Elevated latency in deploying applications to App Engine

97 views
Skip to first unread message

Google Cloud Platform Status

unread,
Feb 24, 2015, 6:24:50 AM2/24/15
to google-appengine...@googlegroups.com
Starting at Tuesday, 2015-02-24 00:00, Google App Engine showed increased
latency when deploying applications possibly leading to timeouts. This
incident with Google App Engine deployment was resolved as of Tuesday,
2015-02-24 01:54 (all times are in US/Pacific). We apologize for the
inconvenience and thank you for your patience and continued support. Please
rest assured that system reliability is a top priority at Google, and we
are making continuous improvements to make our systems better.

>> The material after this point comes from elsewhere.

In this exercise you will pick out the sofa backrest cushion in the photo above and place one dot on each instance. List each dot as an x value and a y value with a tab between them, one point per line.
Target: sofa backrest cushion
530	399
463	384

Google Cloud Platform Status

unread,
Feb 25, 2015, 12:48:04 PM2/25/15
to google-appengine...@googlegroups.com
SUMMARY:

On Monday 23 February and Tuesday 24 February 2015, some deployments of App
Engine applications failed for a period of 356 minutes. We realize that you
depend on this service and we apologize if you were affected by this
incident. We are taking steps to ensure that incidents of this nature will
not happen again.

DETAILED DESCRIPTION OF IMPACT:

On Monday 23 February, 60% of deployments failed between 11:00 and 14:15
PST. On Tuesday 24 February 2015, 80% deployments of deployments failed
from 00:05 to 01:47. After that the rate of deployment failures decreased
linearly until the incident ended at 02:46.

ROOT CAUSE:

The App Engine 1.9.18 release contains an enabling change for future
scalability improvements which requires an update to the settings for all
applications across the global serving infrastructure. The fan out for this
change is handled by Google’s internal Pub/Sub infrastructure. Posting an
update for every one of App Engine’s large number of applications resulted
in throttling of messages by this infrastructure. As a result, deployment
messages were blocked behind these updates, resulting in timeouts..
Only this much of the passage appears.